Exercise: Many electron tunnelling systems

Having read notebooks 1-4, you should be in a position to tackle this exercise. It is designed to test aspects from each of the topics you have learned so far. A worked solution to this exercise is provided, with a small amount of explanation of the underlying physics, but we highly encourage you to fully attempt this exercise first before consulting the solutions. There truly is no better way to check you’re up to speed with everything you ought to be than by having a go yourself!

The system of interest is going to be a double antisymmetric well, with the exact form of the potential being

\[-\frac{6}{5} exp \bigg(\frac{-1}{125}(x-10)^4\bigg) - \frac{9}{10} exp\bigg(\frac{-1}{10}(x+10)^2\bigg),\]

or in python format

# -(6.0/5.0)*math.e**(-(1.0/125.0)*(x-10)**4)-(9.0/10.0)*math.e**(-(1.0/10.0)*(x+10)**2)

Now we’d like you to ** run iDEA, with time dependence and reverse engineering switched on for the non-interacting, exact and LDA cases.** Be sure to adjust your system parameters to suitable values to ensure convergence and to include the whole of the potential. We also recommend running the time dependence for at least $t_{max} = 10 $ a.u. to ensure you are able to see the features we’re interested in. The perturbation applied at $t = 0 $ is just the default linear electric field so there is no need to change this for the time being (but you’re more than welcome to adjust this and see what its effect is).

After iDEA has finished running, plot your ground state densities for the each of the above cases and the external potential on the same graph commenting on any differences.

# Import iDEA and parameters

# Adjust the parameters to answer the exercise
# NB - if your system has trouble running iDEA from the notebook, try setting pm.run.verbosity to 'low'

# Change the external potential to that given above

# Optional (but recommended) - check that parameters file has updated as you expected

# Hopefully everything is good to go now, so go ahead and run iDEA

Hopefully everything has worked as expected so far. Getting to this point means you’re comfortable with the basics of running the iDEA code. If you’re having problems with this, go back and read the “Getting Started with iDEA” notebook.
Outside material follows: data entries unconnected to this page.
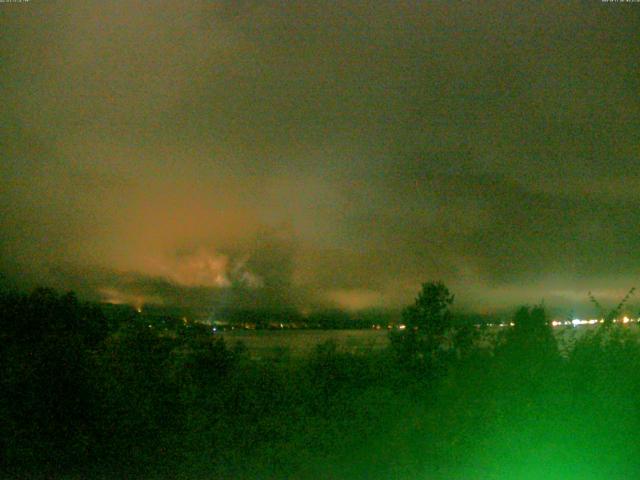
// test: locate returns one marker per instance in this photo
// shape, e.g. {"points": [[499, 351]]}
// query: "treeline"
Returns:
{"points": [[87, 396]]}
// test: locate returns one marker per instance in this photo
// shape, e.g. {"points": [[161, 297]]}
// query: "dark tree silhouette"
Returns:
{"points": [[428, 329]]}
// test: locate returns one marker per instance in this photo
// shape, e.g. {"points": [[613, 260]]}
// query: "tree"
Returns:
{"points": [[428, 323]]}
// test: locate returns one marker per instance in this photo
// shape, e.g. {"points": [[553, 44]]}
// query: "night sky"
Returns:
{"points": [[321, 154]]}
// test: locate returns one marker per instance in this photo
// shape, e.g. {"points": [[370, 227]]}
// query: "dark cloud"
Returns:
{"points": [[492, 146]]}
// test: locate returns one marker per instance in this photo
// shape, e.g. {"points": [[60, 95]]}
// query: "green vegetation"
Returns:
{"points": [[85, 395]]}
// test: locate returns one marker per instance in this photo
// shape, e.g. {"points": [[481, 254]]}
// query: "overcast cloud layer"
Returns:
{"points": [[321, 153]]}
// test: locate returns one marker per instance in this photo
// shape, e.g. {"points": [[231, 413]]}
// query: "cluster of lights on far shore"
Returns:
{"points": [[594, 321]]}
# Import matplotlib and plot each of the densities you've calculated thus far

Use this cell to comment on the differences you see in the graphs:

That’s the first part done! Now let’s have a look at why DFT has done so well. Plot the reverse engineered exact KS potential and the external potential on the same graph and comment on the major differences

# Plot the KS potential and the external potential on the same graph

Use this cell to comment on the major differences between between the two potentials:

Now we’re ready to move onto looking at the time dependence of the system. Animate how the exact density changes over time.

# Import the relevant packages for animations

# Store your time dependent solution as an array

# Set the background for the animation

# Define the init function

# Define the animation function

# Display the animation

Use this cell to comment of the major features of the time-evolution. How can we tell it is a tunnelling system?